Carlos Aranda

Personal information
- Full name: Carlos Reina Aranda
- Date of birth: 27 July 1980 (age 46)
- Place of birth: Málaga, Spain
- Height: 1.85 m (6 ft 1 in)
- Position: Forward

Youth career
- Real Madrid

Senior career*
- Years: Team / Apps / (Gls)
- 1999–2000: Real Madrid C / 32 / (14)
- 2000–2002: Real Madrid B / 37 / (16)
- 2002: Numancia / 13 / (3)
- 2002: Villarreal / 8 / (1)
- 2003: Numancia / 15 / (5)
- 2003–2004: Albacete / 25 / (8)
- 2004–2006: Sevilla / 16 / (1)
- 2005–2006: → Albacete (loan) / 24 / (4)
- 2006–2007: Murcia / 26 / (11)
- 2007–2008: Granada 74 / 15 / (2)
- 2008–2009: Numancia / 20 / (6)
- 2009–2011: Osasuna / 49 / (9)
- 2011: Levante / 10 / (0)
- 2012–2013: Zaragoza / 24 / (2)
- 2013: Granada / 17 / (1)
- 2013–2014: Las Palmas / 24 / (6)
- 2014–2015: Numancia / 8 / (2)
- Total:  / 363 / (91)

International career
- 1998: Spain U17 / 3 / (1)

= Carlos Aranda =

Spanish professional footballer (born 1980)

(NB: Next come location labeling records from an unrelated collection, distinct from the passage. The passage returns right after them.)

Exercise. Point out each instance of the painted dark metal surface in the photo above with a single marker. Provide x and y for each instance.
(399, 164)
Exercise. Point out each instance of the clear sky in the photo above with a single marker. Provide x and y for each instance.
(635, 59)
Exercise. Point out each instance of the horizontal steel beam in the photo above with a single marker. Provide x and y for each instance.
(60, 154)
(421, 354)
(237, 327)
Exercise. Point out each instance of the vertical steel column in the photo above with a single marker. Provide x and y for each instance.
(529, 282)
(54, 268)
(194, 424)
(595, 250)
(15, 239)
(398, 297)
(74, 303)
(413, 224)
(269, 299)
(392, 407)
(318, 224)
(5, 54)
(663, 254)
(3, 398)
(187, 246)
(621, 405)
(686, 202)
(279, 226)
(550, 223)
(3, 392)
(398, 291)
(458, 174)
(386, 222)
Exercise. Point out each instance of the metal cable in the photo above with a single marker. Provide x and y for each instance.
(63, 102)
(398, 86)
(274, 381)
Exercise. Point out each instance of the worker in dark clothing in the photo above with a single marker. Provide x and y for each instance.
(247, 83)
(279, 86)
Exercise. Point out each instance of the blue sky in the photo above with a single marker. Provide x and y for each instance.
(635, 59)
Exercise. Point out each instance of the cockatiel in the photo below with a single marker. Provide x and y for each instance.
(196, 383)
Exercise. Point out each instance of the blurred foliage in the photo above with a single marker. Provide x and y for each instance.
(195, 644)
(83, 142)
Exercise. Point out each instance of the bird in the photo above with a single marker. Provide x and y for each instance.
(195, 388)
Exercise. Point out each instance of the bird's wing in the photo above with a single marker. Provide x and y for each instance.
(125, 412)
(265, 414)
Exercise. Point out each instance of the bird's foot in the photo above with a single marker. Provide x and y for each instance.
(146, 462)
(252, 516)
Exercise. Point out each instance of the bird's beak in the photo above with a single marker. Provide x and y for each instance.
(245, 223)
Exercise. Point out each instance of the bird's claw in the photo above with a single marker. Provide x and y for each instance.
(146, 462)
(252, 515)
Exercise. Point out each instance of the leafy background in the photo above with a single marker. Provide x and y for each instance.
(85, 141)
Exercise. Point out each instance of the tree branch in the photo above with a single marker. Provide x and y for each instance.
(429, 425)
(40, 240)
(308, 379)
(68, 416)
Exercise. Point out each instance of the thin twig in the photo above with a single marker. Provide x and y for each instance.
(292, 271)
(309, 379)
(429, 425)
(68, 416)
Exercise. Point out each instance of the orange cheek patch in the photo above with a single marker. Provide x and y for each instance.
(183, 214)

Carlos Reina Aranda (born 27 July 1980) is a Spanish former professional footballer who played mainly as a forward.

He amassed La Liga totals of 169 games and 28 goals over 11 seasons after emerging from Real Madrid's youth academy, representing in the competition Villarreal, Albacete, Sevilla, Numancia, Osasuna, Levante, Zaragoza and Granada. He added 125 matches and 33 goals in the Segunda División, in a 17-year senior career.

==Club career==
Aranda was born in Málaga, Andalusia. A product of Real Madrid's youth system, he never appeared, however, in any La Liga matches with the first team. He played, however, a small part in two UEFA Champions League-winning squads, appearing against Molde FK (1999–2000) and FC Lokomotiv Moscow (2001–02).

In January 2002, Aranda moved to CD Numancia, being instrumental in helping the Soria club to barely retain its Segunda División status. This prompted a move at the end of the season to Villarreal CF on a five-year contract but, as opportunities were scarce with the Valencian Community side, he returned to Numancia in January 2003.

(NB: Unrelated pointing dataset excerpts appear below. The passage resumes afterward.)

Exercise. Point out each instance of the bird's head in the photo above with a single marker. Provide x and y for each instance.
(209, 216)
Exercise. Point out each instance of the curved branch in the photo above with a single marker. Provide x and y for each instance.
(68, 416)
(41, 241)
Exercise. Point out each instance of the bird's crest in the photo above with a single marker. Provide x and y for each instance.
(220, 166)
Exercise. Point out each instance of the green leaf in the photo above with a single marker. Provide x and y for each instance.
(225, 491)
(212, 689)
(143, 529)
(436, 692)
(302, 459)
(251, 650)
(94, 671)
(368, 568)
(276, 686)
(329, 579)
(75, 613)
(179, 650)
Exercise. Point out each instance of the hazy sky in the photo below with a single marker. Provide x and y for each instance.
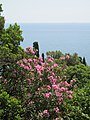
(46, 10)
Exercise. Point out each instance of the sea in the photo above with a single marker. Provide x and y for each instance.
(66, 37)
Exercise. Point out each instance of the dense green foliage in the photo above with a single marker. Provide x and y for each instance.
(36, 88)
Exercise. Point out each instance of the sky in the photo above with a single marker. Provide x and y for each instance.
(46, 11)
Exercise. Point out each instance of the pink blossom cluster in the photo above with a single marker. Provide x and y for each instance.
(50, 85)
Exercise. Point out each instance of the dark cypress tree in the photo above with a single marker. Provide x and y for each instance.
(43, 56)
(36, 48)
(80, 58)
(84, 61)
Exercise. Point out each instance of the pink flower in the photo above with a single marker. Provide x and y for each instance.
(29, 60)
(48, 87)
(55, 86)
(47, 95)
(55, 65)
(67, 84)
(57, 119)
(26, 67)
(73, 80)
(67, 56)
(22, 65)
(70, 96)
(46, 113)
(62, 58)
(57, 109)
(29, 81)
(62, 89)
(24, 60)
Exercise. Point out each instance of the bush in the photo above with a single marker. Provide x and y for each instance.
(10, 107)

Aranda joined Sevilla FC in 2004–05, scoring in his UEFA Cup debut, a 2–0 home win over Alemannia Aachen on 4 November 2004. He was relatively used during the campaign, but was deemed surplus to requirements after the arrivals of Luís Fabiano, Frédéric Kanouté and Javier Saviola, and left for Albacete Balompié on loan – he had already represented the Castilla–La Mancha team the previous season.

Aranda's second spell with Albacete finished on a sour note, as he was accused of unprofessional behaviour by the club. He responded claiming he had been forced to appear at a press conference to show repentance for his actions.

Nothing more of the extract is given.